The above screenshot shows a popup created by octorprints javascript, see files.js self._handleUploadFail, so upload is done via browser and from a slicer or other client.
I ask the user if there is a reverse-proxy between his browser and the the octoprint server, but my assumption is that is a direct connection. waiting for feedback.
The file upload is done (blue progress bar increasing, with text uploading), after that the text is switching to save (or saving) with color-animation. During that process the preprocessing hooks scans each single line, with several expressions:
pattern.match(line)
I already optimised the process performance up to 40-50%, I just evaluate only comment-lines and skip any other line.

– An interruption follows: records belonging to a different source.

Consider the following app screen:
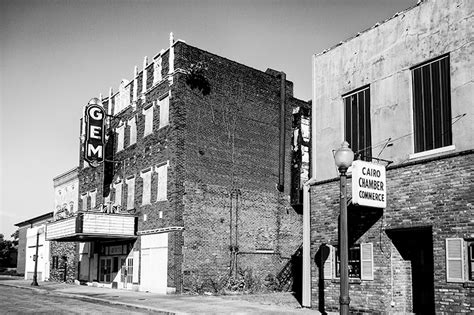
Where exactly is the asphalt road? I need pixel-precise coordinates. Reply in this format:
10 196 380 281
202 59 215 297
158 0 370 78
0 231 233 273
0 285 149 314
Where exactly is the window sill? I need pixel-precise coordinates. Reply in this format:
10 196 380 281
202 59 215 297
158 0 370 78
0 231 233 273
331 278 362 284
409 144 456 160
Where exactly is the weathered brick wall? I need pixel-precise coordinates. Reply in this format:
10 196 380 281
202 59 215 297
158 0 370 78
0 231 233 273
311 151 474 313
16 225 29 274
79 42 308 292
49 241 79 283
173 45 302 287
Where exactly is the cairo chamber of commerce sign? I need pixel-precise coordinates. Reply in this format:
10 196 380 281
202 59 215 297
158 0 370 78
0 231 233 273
84 104 105 167
352 160 387 208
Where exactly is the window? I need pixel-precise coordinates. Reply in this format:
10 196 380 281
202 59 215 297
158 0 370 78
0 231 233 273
114 79 130 115
127 116 137 145
335 244 360 278
446 238 474 282
158 92 171 128
343 86 372 161
153 56 163 85
125 177 135 210
142 105 153 137
140 168 152 205
412 55 452 153
155 162 169 201
467 242 474 281
115 123 125 152
323 243 374 280
81 193 89 210
89 189 97 209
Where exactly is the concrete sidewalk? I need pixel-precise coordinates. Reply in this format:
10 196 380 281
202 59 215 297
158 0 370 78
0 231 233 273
0 278 319 314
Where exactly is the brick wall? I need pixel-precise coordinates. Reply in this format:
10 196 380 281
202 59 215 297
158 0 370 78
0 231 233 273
49 241 79 283
16 225 29 274
75 42 305 292
173 45 303 287
311 151 474 313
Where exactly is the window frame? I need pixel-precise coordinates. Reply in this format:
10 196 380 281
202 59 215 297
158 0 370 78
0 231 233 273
410 53 453 155
341 84 372 162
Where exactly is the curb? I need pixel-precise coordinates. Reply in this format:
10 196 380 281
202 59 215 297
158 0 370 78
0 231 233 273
0 282 176 315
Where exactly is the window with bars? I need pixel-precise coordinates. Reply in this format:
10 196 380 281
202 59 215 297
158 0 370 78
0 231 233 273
342 86 372 161
411 55 452 153
335 244 360 278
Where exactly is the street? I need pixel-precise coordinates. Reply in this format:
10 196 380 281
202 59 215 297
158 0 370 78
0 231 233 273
0 285 148 314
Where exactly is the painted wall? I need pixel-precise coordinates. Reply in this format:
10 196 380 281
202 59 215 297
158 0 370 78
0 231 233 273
313 0 474 180
54 168 79 217
25 224 50 281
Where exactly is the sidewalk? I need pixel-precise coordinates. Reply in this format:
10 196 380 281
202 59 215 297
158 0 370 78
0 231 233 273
0 278 319 314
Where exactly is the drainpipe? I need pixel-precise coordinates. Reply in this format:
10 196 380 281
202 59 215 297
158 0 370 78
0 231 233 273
301 55 316 307
277 72 286 192
301 177 316 307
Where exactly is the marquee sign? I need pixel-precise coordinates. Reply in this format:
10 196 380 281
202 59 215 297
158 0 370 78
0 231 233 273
352 160 387 208
84 104 105 167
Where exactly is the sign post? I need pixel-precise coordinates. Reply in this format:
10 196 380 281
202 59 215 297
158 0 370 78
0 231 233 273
352 160 387 208
84 98 105 167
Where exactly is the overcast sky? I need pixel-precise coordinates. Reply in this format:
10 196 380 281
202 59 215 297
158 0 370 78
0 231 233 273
0 0 416 238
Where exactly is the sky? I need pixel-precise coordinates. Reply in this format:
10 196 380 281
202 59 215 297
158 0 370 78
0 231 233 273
0 0 416 238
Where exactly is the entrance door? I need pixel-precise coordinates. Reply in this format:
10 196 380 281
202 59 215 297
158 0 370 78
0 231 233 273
387 228 435 314
120 257 133 289
140 233 168 294
99 258 112 282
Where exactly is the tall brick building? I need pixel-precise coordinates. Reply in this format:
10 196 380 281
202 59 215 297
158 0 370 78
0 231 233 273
48 37 309 293
311 0 474 314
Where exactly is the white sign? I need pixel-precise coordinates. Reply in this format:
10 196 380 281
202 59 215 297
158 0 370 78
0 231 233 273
352 160 387 208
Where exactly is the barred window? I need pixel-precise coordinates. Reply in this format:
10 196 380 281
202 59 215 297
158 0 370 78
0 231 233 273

Thats the reason why 50MB files now works for him, but 100MB is still not working.
In my environment I didn't receive a gateway timeout, instead after 15 minutes a popup appears with the message "server is offline. automatic reload not possible". A manual reload (Strg+F5) is not possible "spinning wheel of death"...because file is still processing.
The preprocessing took round about 28 minutes (enabled logging per line, Raspberry Pi-3B, 50MB Cura g-code)
Any other ideas...my lates idea is to create a separate thread for analysing, if the file-size reach a defined threshold.
If preprocessing indeed takes THAT long then yeah, that's probably the best solution. The thin is, OctoPrint's API runs as a WSGI context in the singlethreaded tornado framework. So if you block the upload procedure for several minutes you are also blocking the whole webserver for several minutes. That will cause all kinds of issues with the web socket and similar.
Long term I'm thinking about switching from Flask-with-WSGI-on-Tornado to just Tornado and thus become able to handle such scenarios better, but for now if things are taking this long, best fire up a different thread.